Интервью постоянно теребящим нас журналистам давать стало трудно, потому что сбивалось дыхание и губы немели, как на сильном морозе. Все эти признаки, как говорили врачи, вполне укладывались в условия голодовки — шло общее отравление организма внутренними токсинами и изматывание повседневным стрессом.
Те, кто проходил лечебные голодовки по медицинским рекомендациям или по собственной воле, с одной стороны, более живо понимают переживания, которые выпали на нашу долю. Но в то же время и более спокойно относятся к этим переживаниям, зная, что ничего особенного в них нет. И это правильно. Ничего особенного — просто иное состояние организма. (Предполагаю, что и ощущение смерти — тоже что-то совсем не впечатляющее. Как говорили древние, когда смерть есть, тебя уже нет.)
Обнаружилось, что кризисные дни (3-й и 7-й день голодовки), обещанные специалистами, как-то пролетели незамеченно, смазались. Возможно, забылись за делами. Тяжесть голодовки последовательно нарастала день ото дня. И всё больше сказывались особенности организма. У некоторых начинало к концу дня нестерпимо резать в глазах. Постепенно проявились старые травмы и годами затихшие болячки. Иногда возникали судороги в мышцах, давящее ощущение в груди, тяжесть в пояснице.
Не было и всплеска энергии, который практики лечебных голодовок предсказывали после недельного воздержания от пищи. Вероятно, мы его израсходовали в повседневной политической работе. Но, может быть, тут дело и в другом.
У каждого организм устроен по-своему. Одни вполне могут раз в месяц бегать марафон, другим лучше даются средние или короткие дистанции, а кто-то и ходит с трудом. Марафонцам голодовок, вероятно, свойственно "второе дыхание", а нам — любителям — этого не дано. Новички в этом деле проходят своего рода отбор: если не тянут, то никогда не становятся "марафонцами". А состоявшиеся "марафонцы" смотрят на любые потуги голодающих с высоты своего опыта — им всё это кажется пустяками. Для среднего же человека голодовка — далеко не пустяки. И пусть она не столь мучительна, как ожидается вначале, испытание это достаточно серьезное. Из праздного любопытства или без должной подготовки никому наш опыт повторять не советую.
ТЕЛО И ДУХ Опыта голодовок ни у кого из нас не было. Поэтому у каждого были свои методы борьбы с надвинувшейся усталостью. Олег Денисов вставал до света и тихо в темноте начинал делать простые физические упражнения. Днем же, выбившись из сил, читал книги, откинувшись в кресле. Михаил Маркелов от усталости начинал еще больше суетиться: звонить, говорить с друзьями, строить новые планы и заниматься деталями текущих задумок. Иван Харченко предпочитал не суетиться, а экономить энергию: от упадка сил переходил на телефонное общение в лежачем положении или засыпал. Я старался переломить вялость залповыми нагрузками: то отжимался до изнеможения, то размахивал руками и ногами, как привык это делать на тренировках. Дмитрий Рогозин черпал энергию из политики: новый прилив сил наступал у него после очередного жесткого интервью. После недели голодовки все эти ухищрения действовали все слабее. Их начал заменять юмор.
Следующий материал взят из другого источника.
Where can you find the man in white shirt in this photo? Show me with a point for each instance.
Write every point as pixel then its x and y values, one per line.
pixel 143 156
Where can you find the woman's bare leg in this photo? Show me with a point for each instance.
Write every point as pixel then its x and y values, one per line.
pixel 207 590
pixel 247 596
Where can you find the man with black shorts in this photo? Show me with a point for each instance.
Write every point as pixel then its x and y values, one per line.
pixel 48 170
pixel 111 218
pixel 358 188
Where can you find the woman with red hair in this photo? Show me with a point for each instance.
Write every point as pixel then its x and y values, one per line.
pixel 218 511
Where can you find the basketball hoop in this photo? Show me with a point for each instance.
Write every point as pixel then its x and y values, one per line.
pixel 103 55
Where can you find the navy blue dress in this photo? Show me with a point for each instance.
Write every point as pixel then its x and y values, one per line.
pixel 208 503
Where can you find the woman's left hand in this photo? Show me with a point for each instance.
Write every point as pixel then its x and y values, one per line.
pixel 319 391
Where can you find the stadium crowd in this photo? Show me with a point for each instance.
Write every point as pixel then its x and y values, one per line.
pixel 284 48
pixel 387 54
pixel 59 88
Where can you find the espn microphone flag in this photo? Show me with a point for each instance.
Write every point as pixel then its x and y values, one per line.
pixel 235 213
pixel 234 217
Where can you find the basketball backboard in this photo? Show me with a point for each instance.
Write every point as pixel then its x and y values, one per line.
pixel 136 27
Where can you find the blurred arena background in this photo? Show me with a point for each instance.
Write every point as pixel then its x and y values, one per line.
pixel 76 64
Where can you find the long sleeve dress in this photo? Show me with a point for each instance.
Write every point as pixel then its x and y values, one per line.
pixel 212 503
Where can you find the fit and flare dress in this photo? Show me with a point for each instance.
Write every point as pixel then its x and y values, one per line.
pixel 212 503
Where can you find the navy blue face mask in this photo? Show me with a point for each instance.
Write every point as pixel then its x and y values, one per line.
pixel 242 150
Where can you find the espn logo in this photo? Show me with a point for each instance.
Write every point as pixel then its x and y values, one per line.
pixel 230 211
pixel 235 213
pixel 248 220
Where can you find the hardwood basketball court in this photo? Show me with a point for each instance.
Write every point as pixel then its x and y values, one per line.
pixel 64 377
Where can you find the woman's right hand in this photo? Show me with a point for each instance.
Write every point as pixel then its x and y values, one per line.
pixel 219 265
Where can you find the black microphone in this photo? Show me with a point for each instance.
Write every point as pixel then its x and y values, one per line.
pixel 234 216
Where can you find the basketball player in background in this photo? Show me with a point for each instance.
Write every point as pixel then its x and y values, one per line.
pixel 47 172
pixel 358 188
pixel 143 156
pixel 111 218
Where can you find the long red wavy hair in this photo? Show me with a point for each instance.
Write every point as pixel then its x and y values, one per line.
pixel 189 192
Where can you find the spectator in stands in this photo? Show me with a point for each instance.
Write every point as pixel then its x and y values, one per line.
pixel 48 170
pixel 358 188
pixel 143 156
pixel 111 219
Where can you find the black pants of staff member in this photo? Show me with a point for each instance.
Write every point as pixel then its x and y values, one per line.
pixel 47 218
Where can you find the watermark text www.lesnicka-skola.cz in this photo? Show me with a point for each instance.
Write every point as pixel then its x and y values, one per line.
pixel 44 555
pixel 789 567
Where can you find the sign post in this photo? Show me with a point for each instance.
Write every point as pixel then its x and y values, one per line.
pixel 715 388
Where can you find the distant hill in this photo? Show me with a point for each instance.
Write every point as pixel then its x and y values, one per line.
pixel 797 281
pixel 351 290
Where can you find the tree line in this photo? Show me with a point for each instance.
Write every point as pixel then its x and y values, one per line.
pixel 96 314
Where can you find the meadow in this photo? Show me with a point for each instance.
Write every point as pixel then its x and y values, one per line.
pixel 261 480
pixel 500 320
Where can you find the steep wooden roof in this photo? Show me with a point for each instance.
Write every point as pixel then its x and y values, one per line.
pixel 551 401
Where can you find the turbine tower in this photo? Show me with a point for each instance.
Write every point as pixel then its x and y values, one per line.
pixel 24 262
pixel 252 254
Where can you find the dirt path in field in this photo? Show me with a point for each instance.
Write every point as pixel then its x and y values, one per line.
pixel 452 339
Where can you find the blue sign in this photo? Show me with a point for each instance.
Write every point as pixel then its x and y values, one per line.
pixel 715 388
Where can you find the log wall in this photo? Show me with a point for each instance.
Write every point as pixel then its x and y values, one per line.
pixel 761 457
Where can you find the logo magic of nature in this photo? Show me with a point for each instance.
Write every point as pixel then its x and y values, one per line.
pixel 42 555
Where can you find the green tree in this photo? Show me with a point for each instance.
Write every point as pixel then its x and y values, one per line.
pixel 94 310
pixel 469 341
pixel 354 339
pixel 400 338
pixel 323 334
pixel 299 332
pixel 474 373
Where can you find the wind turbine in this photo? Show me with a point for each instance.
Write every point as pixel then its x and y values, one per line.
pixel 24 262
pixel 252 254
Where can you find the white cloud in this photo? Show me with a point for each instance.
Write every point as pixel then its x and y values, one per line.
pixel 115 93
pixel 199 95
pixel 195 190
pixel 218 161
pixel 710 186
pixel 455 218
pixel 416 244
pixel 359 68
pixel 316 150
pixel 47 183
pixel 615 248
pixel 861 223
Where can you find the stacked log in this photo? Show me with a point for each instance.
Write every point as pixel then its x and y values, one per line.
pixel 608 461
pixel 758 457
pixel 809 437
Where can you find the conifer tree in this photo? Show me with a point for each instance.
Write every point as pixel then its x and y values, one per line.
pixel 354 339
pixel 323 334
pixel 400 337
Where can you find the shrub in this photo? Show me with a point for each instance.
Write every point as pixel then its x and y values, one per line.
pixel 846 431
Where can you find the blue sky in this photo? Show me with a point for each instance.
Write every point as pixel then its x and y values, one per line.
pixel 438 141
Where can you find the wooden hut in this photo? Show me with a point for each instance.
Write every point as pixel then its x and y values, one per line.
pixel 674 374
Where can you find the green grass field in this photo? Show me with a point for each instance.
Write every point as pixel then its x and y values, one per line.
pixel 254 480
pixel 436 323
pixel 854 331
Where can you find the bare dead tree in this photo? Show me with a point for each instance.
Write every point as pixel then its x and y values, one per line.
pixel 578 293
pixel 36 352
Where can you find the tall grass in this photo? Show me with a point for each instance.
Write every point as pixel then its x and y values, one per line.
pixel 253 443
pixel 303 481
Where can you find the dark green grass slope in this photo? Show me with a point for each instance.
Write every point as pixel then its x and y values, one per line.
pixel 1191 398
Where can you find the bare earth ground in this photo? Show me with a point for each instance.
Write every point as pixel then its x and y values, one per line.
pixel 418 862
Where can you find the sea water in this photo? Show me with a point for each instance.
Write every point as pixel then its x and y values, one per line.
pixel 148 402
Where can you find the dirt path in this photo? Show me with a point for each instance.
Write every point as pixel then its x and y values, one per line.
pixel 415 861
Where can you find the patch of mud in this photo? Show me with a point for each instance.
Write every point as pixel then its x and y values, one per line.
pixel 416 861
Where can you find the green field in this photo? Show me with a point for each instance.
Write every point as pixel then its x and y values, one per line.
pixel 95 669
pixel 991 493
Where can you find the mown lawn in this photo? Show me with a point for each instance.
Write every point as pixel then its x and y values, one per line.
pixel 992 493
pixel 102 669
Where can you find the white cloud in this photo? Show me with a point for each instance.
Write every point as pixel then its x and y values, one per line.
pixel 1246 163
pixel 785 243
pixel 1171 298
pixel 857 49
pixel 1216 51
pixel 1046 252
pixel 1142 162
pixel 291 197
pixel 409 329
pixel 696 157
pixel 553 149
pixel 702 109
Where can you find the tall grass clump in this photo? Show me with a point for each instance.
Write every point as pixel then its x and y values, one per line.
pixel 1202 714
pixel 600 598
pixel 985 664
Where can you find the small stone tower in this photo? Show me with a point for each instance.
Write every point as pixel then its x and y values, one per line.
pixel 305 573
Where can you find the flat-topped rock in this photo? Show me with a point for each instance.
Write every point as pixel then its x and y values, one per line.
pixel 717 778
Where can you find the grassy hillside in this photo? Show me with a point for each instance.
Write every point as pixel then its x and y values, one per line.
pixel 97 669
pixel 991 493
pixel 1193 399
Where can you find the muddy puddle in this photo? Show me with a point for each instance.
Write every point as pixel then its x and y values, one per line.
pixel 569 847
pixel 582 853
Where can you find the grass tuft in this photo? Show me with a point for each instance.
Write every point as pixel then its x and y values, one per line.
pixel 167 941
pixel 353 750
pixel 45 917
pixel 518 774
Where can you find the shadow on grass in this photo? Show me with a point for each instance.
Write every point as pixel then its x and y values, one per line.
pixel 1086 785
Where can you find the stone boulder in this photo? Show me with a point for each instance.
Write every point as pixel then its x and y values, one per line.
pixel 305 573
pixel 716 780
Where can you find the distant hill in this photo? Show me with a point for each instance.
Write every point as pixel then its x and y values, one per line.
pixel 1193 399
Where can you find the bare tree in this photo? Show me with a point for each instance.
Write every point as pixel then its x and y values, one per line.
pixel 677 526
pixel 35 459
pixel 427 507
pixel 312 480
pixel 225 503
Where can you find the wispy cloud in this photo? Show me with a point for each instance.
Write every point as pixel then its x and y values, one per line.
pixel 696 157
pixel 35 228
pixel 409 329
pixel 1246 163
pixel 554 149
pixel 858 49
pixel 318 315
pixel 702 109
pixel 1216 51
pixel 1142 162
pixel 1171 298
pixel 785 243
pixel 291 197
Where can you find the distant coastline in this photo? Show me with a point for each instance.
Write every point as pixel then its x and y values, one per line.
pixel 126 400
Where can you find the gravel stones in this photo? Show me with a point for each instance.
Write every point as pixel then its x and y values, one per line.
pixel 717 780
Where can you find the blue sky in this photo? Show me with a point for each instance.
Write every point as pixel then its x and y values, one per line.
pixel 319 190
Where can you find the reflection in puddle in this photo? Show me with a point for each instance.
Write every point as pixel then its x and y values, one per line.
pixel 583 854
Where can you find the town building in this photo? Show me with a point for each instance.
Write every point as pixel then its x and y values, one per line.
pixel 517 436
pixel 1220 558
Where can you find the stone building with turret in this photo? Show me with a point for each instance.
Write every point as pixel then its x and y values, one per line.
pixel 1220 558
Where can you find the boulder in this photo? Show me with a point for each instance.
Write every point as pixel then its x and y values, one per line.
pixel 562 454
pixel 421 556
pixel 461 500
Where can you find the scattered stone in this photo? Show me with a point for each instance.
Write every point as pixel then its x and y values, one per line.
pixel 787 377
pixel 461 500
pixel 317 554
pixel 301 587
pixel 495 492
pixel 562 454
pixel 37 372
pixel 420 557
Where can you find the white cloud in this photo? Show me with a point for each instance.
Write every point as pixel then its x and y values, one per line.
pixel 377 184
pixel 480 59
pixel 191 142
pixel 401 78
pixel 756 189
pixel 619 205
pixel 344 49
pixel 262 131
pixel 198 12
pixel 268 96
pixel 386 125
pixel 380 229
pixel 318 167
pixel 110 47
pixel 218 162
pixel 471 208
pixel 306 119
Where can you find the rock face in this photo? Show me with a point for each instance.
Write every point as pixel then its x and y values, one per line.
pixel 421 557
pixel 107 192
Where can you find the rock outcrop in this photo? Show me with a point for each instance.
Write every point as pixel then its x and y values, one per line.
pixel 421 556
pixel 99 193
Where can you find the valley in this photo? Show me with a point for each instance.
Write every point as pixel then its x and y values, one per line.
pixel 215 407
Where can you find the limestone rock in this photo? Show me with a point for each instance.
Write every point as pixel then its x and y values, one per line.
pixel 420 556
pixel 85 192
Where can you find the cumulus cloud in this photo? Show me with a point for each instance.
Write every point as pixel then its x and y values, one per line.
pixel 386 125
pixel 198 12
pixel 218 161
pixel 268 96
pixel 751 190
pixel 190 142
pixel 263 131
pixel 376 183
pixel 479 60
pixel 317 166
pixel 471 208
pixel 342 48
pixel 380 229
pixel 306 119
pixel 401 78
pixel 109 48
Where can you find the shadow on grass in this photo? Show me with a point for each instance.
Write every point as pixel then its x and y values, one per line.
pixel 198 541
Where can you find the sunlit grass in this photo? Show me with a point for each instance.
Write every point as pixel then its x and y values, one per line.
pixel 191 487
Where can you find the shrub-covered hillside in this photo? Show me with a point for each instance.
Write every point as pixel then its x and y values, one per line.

Например, мы смеялись над своими мечтами по поводу диалога с властью, представляя фантастическую картину: распахиваются двери и входит Путин со свитой и со словами сочувствия. Ясно, что ничего подобного представить себе было невозможно. Путин предпочитал открывать другие двери и выражать сочувствие людям иного склада.
Рассказывают, что голодовка сопровождается раздражительностью. Ничего подобного в нашей группе не было. Даже за ночной храп особо упорных храпунов только добродушно журили. Все время в ходу были малые жесты внимания: налить водички, подать зазвонивший мобильник, осведомиться о самочувствии… Эта атмосфера взаимной поддержки нас незаметно укрепляла.
Столь же незаметной поначалу показалась поддержка со стороны иеромонаха Никона, который дважды приезжал к нам — исповедал и причащал. Ослабленный организм не очень-то готов был простоять в молитве даже и полчаса. Но исповедь как будто разлила по всему телу тепло. Особенно важно было, что причащал нас отец Никон, с которым нас связывает дружба с 1993 года. Троих из нашей пятерки батюшка знал и помнил с тех времен, включая страшные дни октябрьского расстрела парламента.